Post-Session Community Engagement Forum

Congenital CMV infection is a significant part of our lives and/or work as parents/families, care providers, educators, policy makers, researchers, or others committed to improving options for education, prevention, and treatment of this infection. After so many have joined together as advocates, now is the time to create a strong network for our CMV community to support collaboration and accelerate progress toward increasing CMV awareness and research.

All interested or involved in the CMV community are invited to attend the inaugural Congenital CMV Community Engagement Forum in association with the second bi-annual CMV Public Health & Policy Conference in Austin, TX.


  • Wednesday, September 28, 2016
  • 8:00 AM – 12:00 PM
  • Breakfast will be provided


  • Offices of CTA Architects Engineers (pictured below)
  • 3601 South Congress Avenue, Building C, Austin, TX
  • Transportation from the Doubletree Hotel to the forum will be provided

See these links for more information

Background and Goals of Forum

Congenital CMV infection is a significant part of our lives and work. After so many have joined together as advocates, now is the time to create a strong network for our CMV community to support collaboration and accelerate progress toward increasing CMV awareness and research.

This session will provide an engaging, fun, and interactive place to start building a new congenital CMV network and identify priorities for patient-centered research. We will be led by a professional team of facilitators to ensure a comprehensive, inclusive, and efficient process.

The primary goals of the Forum are to:

  1. Bring stakeholders together to build a collaborative partnership
  2. Generate ideas and approach to creating a sustainable congenital CMV network, including a guidance infrastructure
  3. Establish a plan for compiling a prioritized list of CMV research questions
The "charrette" model of community engagement

The Forum will follow the "charrette" model of community engagement, an approach that originated in the field of design, particularly architecture. The term derives from the French charrette, or "cart", which refers to a 19th century practice at L'École des Beaux Arts whereby a cart was used to collect final projects at deadline while frenzied students finished their work. According to the Oxford English Dictionary, a charrette is "a meeting in which all stakeholders in a project attempt to resolve conflicts and map solutions."

In general, the charrette process implies an intense collaborative effort based on a shared vision, which focuses on generating and implementing solutions to a challenge that impacts the participants. A key component of the model is a facilitator with expertise in the charrette process and human-centered design, who ensures that all viewpoints are assimilated, enables efficient decision-making and conflict resolution, and serves as a catalyst for the community to achieve the intended goals of the meeting. A team from CTA Architects Engineers that includes architect James Foster and staff members Ashleigh Powell and Jordan Dominquez will facilitate the session at their office. Their group has broad experience with the charrette design model and a strong dedication to community outreach.

Funding and Framework

The Congenital CMV Community Engagement Forum will be funded primarily with a grant from the Patient-Centered Outcomes Research Institute (PCORI). PCORI is an independent nonprofit, nongovernmental organization that was authorized by Congress in 2010. Their mandate is to improve the quality and relevance of evidence available to help patients, caregivers, clinicians, employers, insurers, and policy makers make informed health decisions. Specifically, they fund comparative clinical effectiveness research (CER), and they take an approach called Patient-Centered Outcomes Research (PCOR), which addresses the questions and concerns most relevant to patients.

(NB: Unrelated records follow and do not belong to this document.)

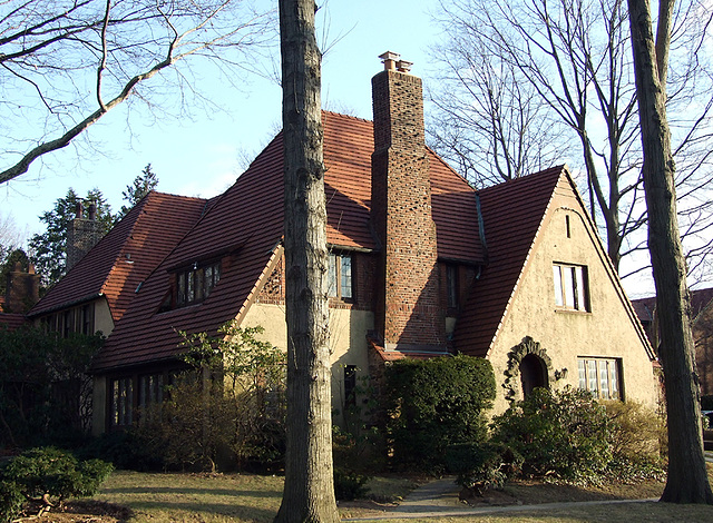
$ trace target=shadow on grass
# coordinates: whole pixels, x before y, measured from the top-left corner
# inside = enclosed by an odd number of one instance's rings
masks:
[[[100,494],[193,494],[205,496],[234,496],[234,497],[280,497],[282,491],[248,491],[237,489],[192,489],[186,486],[116,486],[101,489]]]
[[[192,516],[203,514],[211,516],[228,516],[245,517],[250,521],[272,521],[277,513],[279,503],[275,509],[263,509],[240,503],[204,503],[198,501],[189,501],[182,503],[179,501],[130,501],[125,503],[134,512],[145,512],[156,514],[159,512],[168,512],[174,517],[180,516],[180,513],[192,514]]]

Their vision is that patients and the public have information they can use to make decisions that reflect their desired health outcomes.

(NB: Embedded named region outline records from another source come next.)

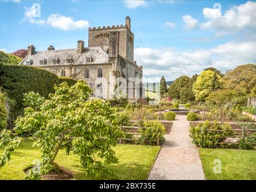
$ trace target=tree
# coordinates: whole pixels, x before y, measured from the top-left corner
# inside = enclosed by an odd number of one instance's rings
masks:
[[[256,65],[247,64],[238,66],[229,71],[223,77],[225,89],[249,94],[256,85]]]
[[[197,101],[204,101],[211,91],[221,88],[221,77],[213,71],[202,71],[193,84],[193,91]]]
[[[187,76],[176,79],[169,88],[168,94],[172,98],[180,100],[182,103],[195,100],[192,92],[193,80]]]
[[[21,59],[24,59],[28,55],[28,50],[27,49],[19,49],[13,52],[12,54]]]
[[[17,65],[20,62],[21,60],[20,58],[15,55],[0,51],[0,64]]]
[[[162,76],[160,80],[160,97],[161,98],[163,97],[164,94],[167,92],[166,82],[165,80],[164,77]]]
[[[40,174],[54,169],[59,150],[64,149],[67,154],[72,151],[80,157],[87,173],[93,176],[101,174],[103,177],[108,174],[113,175],[99,159],[107,164],[117,162],[112,147],[122,133],[116,110],[108,101],[89,98],[92,91],[84,81],[78,81],[71,87],[63,82],[55,86],[55,94],[50,94],[39,106],[25,108],[25,116],[18,118],[14,129],[16,134],[34,133],[34,144],[42,152]],[[32,95],[30,94],[31,98]],[[40,103],[39,101],[34,103]],[[20,141],[18,137],[15,137],[14,141],[6,136],[3,138],[1,142],[0,137],[0,146],[5,143],[11,149],[19,146]],[[5,140],[4,138],[7,138]],[[0,164],[3,166],[9,160],[8,157],[10,154],[5,152]]]
[[[220,71],[218,70],[216,68],[213,67],[208,67],[207,68],[205,68],[204,71],[211,71],[213,72],[216,72],[217,74],[219,74],[221,77],[223,77],[223,74],[221,73]]]
[[[58,59],[58,56],[55,55],[49,60],[56,70],[66,71],[66,69],[68,69],[69,74],[65,74],[65,76],[75,79],[76,76],[84,71],[86,67],[86,65],[83,65],[84,63],[81,56],[81,54],[69,53],[66,56],[66,59]],[[66,62],[66,60],[68,62]],[[79,70],[75,70],[77,65],[81,67]]]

Their mission is to help people make informed healthcare decisions, and improve healthcare delivery and outcomes, by producing and promoting high-integrity, evidence-based information that comes from research guided by patients, caregivers, and the broader healthcare community.

Toward these ends, the PCORI Pipeline to Proposal (P2P) Initiative supports the development of CER research ideas and proposals designed by partnerships of patients, caregivers, and other key stakeholders. Early stage Tier I awards fund the building of partnerships and expansion of skills necessary to develop a patient-centered comparative-effectiveness research project, and the generation of CER ideas that address the health issue of interest to those in the partnership.

A P2P Tier I grant was awarded to Dr. Laura Gibson for the period 8/1/16 – 4/30/17. This grant will serve as a framework to guide the community engagement process, especially during the early stages, although it need not limit the ideas and efforts of the Congenital CMV community to develop a collaborative network and increase CMV awareness and research. The PCORI P2P Tier I award will support the Forum as well as subsequent activities to collate and disseminate information, solicit additional participation, and begin to plan and implement action items identified at the session. This work will serve as the foundation for Tier II and III awards that support longer term strategies to generate patient-centered outcomes research projects for congenital CMV infection.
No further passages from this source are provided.